Viewpoint: Hicham Naciri
The business climate in Morocco has been continuously improving since the early 2000s. This is evidenced by several infrastructure and industrial projects developed recently in Morocco by multinationals and foreign investors. In order to reassure investors the Moroccan legislature has introduced new mechanisms in relation to merger control.
On June 5, 2000 the country adopted its first law related to merger control, namely Law No. 06-99, relating to the freedom of prices and competition promulgated by Dahir (King’s Decree) No. 01-00-225. Moreover, the Competition Council, a body introduced by this same legislation, became an independent authority though Article 166 of the 2011 constitution. According to Law No. 06-99, any venture triggering the creation, or strengthening, of a dominant market position through a merger or acquisition, requires the company to provide an official declaration to the office of the Prime Minister. The sole criteria triggering this obligation is that a given operation involves parties owning at least 40% of the shares in a particular market.
The reform of the competition ecosystem took place in Morocco in 2014 through the adoption of two new laws. First, Law No. 104-12, relating to the freedom of prices and competition, promulgated by Dahir No. 1-14-116 of June 30, 2014. Second, Law No. 20-13, relating to the Competition Council, promulgated by Dahir No. 1-14-117 of June 30, 2014. Law No. 104-12 established a new merger control system characterised by a priori review of the transactions, with evaluations being based on the grounds of general interest, and with merger control decision-making powers being transferred to the Competition Council. In addition, Law No. 104-12 provided two new non-cumulative criteria in relation to merger control: namely, total worldwide turnover, excluding taxes, for all parties involved in a merger control is required to be equal to or higher than Dh750m (€69.5m); or total turnover excluding taxes in Morocco reached by at least two of the parties involved in a merger control is required to be equal to or higher than Dh250m (€23.2m).

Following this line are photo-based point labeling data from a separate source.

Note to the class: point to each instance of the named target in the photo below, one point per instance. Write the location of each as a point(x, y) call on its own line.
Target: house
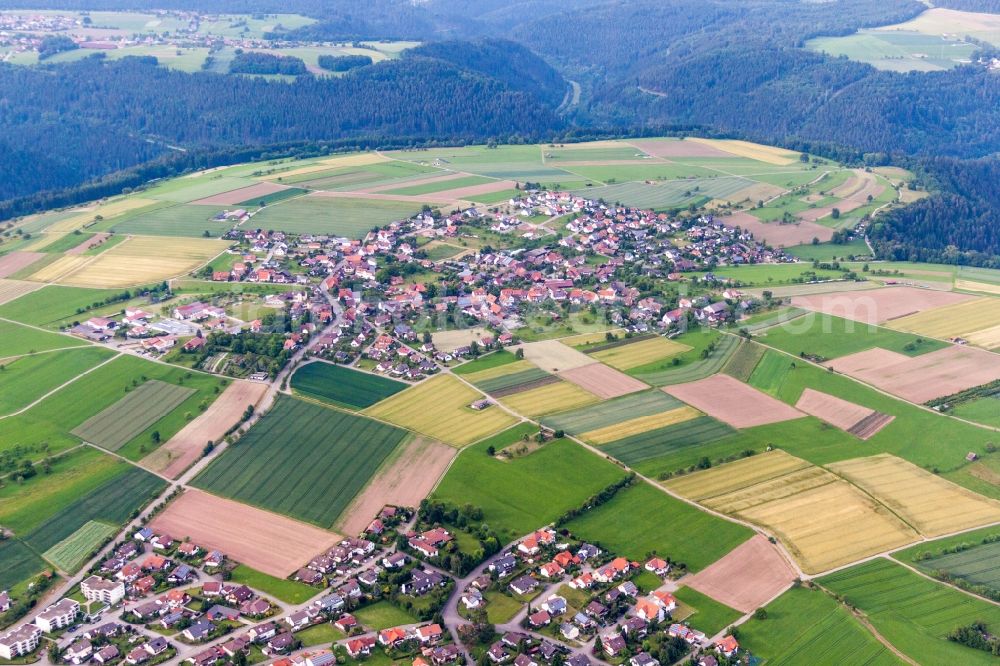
point(95, 588)
point(524, 585)
point(20, 641)
point(363, 645)
point(728, 646)
point(58, 615)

The addition of these two new laws lowered the bar for all main infrastructure transactions performed by foreign investors. They do so insofar as a given entity has a worldwide turnover exceeding Dh750m (€69.5m). This stipulation therefore applies to the majority of foreign investors and multinationals. Pursuant to the provisions of Law No. 104-12, and in the case of a merger control without notification, the Competition Council may order the parties to declare the transaction, unless they return to the status they held before the merger control. In addition, the Competition Council may impose an ad hoc penalty payment limited to a maximum of 5% of the average daily turnover, excluding taxes per day of delay from the date fixed by the Competition Council, by which to declare the transaction.
Furthermore, the Competition Council may impose a financial penalty on the persons responsible for the declaration, the maximum amount of this penalty for legal entities amounts to 5% of their turnover, excluding taxes, in Morocco during the last financial year. This figure is increased, if necessary, by the turnover in Morocco over the same period.
Despite the fact that the new competition laws are now enforceable, the members of the Competition Council have not yet been appointed, and therefore the stipulations provided by Law No. 104-12 have yet to be enforced. Therefore, the entry into force of Law No. 104-12 remains uncertain as of November 2017, at least on a practical level. This is particularly the case in view of the fact that the chief of government is still pursuant to the provisions of Law No. 06-99. With the sole criteria therefore being that the market share exceeds 40% when an application for a concentration authorisation is submitted.